Mozilla has always been the champion of open source, of community over revenue. If there's anyone mistreating the open source world it's Google with Android. And, yet, Mozilla is the one making a move that will affect several projects not directly associated with the organization, it's dropping support for embedding Gecko, the rendering engine used by Mozilla products, into other browsers or applications.

This means that any browser relying on Gecko is out of luck and is faced with very few options. Already, Gecko 2.0, the latest version is not embedable.

"Last summer, I led a session at the Mozilla summit to discuss whether and how we ought to continue supporting our various embedding efforts (gtkmozembed, javaxpcom, the ActiveX control, the NSView embedding widget, etc) given the effort involved in preserving their various degrees of code and binary compatibility with Mozilla core," Mozilla's Benjamin Smedberg wrote recently.

The conclusion was not a very optimistic one. Due to the complexity of maintaining embed support, the decision was made to drop it, at least for now.
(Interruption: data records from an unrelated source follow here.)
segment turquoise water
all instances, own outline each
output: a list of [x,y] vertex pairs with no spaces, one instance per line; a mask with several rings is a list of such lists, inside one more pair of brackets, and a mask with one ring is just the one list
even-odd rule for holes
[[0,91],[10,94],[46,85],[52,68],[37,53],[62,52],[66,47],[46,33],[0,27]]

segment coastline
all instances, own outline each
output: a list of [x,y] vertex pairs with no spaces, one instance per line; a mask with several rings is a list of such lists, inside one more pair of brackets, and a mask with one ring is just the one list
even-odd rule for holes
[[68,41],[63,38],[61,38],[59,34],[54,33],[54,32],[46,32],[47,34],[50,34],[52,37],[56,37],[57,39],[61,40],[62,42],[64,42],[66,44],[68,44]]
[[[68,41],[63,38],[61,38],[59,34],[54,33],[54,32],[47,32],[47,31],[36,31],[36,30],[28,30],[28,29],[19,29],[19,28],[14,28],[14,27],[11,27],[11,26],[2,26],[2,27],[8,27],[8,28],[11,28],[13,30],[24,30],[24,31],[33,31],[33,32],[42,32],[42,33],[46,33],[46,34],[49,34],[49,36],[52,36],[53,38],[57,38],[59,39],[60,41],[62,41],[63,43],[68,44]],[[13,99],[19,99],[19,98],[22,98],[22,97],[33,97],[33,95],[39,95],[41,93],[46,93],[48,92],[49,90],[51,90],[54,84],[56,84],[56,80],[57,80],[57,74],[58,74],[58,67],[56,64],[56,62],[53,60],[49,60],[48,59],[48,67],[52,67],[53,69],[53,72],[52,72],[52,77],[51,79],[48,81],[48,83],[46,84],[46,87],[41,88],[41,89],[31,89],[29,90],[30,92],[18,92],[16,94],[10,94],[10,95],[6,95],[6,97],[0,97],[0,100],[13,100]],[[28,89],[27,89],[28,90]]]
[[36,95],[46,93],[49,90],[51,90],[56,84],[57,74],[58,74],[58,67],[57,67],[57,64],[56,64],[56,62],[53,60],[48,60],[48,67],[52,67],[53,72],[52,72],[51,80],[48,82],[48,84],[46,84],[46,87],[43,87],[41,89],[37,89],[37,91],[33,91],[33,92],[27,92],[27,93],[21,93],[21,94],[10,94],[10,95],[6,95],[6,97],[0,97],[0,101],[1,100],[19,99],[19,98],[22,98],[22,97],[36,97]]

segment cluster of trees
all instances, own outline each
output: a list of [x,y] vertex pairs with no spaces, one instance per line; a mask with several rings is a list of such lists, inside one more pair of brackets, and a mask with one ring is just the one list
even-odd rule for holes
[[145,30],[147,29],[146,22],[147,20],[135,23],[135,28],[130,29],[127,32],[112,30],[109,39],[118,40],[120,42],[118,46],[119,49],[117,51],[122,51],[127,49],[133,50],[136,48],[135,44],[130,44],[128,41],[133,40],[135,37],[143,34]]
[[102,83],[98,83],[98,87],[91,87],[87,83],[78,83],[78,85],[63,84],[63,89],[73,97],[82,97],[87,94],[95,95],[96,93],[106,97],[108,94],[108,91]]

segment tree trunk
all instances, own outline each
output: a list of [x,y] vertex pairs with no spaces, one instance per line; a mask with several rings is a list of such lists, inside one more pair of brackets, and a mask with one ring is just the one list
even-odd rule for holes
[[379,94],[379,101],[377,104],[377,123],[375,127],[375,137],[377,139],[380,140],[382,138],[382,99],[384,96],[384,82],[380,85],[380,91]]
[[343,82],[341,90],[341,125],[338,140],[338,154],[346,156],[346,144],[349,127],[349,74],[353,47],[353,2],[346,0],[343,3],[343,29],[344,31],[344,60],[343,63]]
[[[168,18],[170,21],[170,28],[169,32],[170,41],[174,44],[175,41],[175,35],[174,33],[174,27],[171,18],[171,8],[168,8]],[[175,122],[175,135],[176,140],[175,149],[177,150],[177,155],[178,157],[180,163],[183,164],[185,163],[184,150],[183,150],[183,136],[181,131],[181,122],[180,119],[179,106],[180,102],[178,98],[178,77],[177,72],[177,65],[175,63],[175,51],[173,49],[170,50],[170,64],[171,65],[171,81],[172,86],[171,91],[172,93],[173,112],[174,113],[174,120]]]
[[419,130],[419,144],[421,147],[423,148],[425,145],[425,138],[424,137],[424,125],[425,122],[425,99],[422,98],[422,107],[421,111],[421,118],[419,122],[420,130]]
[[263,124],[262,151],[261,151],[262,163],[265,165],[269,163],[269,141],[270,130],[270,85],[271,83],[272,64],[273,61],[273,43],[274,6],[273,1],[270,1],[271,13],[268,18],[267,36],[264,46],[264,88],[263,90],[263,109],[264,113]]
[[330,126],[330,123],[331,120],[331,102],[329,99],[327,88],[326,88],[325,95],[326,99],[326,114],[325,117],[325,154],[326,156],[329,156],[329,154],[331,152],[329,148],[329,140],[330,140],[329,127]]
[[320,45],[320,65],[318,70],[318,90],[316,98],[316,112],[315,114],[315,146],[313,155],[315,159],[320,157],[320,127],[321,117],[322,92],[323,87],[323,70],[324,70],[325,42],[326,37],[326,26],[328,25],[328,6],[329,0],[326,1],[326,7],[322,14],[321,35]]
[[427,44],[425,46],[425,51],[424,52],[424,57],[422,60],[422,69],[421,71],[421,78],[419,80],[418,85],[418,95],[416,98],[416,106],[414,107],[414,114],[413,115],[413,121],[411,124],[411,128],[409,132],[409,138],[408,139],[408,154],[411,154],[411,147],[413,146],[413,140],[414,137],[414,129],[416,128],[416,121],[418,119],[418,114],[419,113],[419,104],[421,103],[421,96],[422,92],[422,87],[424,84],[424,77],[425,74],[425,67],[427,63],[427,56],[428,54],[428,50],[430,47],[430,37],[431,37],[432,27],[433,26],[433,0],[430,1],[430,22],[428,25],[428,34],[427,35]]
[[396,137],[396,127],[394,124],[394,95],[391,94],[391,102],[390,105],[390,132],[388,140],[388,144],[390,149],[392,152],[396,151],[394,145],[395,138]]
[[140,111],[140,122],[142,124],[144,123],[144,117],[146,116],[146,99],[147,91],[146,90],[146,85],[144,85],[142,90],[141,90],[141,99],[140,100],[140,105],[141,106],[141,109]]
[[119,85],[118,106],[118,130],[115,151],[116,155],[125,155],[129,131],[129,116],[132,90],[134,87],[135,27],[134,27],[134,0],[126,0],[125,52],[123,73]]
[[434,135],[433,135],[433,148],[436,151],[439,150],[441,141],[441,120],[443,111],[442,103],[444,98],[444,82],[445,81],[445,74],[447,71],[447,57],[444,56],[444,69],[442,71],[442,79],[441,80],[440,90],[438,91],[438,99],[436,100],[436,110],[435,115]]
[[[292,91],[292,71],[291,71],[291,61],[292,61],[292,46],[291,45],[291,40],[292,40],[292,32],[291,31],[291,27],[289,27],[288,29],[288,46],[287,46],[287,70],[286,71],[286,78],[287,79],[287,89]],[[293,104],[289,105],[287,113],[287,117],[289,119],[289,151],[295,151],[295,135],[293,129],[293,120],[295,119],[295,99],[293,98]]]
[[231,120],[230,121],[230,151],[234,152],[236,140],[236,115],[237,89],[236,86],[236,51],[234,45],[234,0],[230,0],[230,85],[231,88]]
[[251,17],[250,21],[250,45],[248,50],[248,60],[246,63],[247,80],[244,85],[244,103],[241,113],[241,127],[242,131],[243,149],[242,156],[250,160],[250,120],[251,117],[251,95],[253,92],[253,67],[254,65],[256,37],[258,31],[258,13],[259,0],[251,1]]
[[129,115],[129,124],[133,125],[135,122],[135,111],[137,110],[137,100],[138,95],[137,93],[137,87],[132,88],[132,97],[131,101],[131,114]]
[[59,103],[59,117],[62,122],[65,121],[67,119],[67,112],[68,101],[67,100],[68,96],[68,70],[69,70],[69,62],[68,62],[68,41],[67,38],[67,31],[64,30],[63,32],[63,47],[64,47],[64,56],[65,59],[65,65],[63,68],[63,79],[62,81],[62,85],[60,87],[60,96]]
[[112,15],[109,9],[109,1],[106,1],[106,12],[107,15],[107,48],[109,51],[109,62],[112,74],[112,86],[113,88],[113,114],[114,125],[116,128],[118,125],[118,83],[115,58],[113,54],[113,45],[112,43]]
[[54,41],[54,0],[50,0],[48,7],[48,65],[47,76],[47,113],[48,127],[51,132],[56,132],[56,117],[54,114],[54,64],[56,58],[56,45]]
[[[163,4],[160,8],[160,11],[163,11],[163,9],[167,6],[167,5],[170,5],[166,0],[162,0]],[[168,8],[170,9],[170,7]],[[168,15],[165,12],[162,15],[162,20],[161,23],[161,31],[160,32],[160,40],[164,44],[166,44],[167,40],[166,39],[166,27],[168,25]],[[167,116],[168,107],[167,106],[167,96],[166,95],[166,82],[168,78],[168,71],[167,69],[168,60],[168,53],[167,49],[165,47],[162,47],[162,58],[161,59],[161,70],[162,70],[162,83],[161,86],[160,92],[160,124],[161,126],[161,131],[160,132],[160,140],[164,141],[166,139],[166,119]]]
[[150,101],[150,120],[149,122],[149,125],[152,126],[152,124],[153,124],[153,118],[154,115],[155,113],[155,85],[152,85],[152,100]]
Implementing the various embed methods was hard enough and it hasn't been done properly at any point.

But now that Firefox is moving towards a multi-process architecture it would be significantly more complicated.

"As a project, we aren't going to spend effort trying to solve the problems associated with in-process embedding. Once separate-process rendering is implemented in Firefox, we may consider ways to make really simple multi-process embedding a possibility," Smedberg announced.

"If you are interested in helping to begin implementation of this multiprocess embedding solution, please let me know, and I will help guide you in the right direction," he added.

Basically, it means that projects using Gecko will either have to stick with the older Gecko 1.9.2, used in Firefox 3.6, or look for alternatives. Of course, they could start working on implementing embed support in Gecko 2.0 on their own, but that's not for the faint of heart.

One obvious alternative is WebKit. That's the option that Camino, a Gecko-based browser for Mac, is looking at. WebKit is already used by Safari and Chrome to name the biggest and is relatively easy to bolt into other products.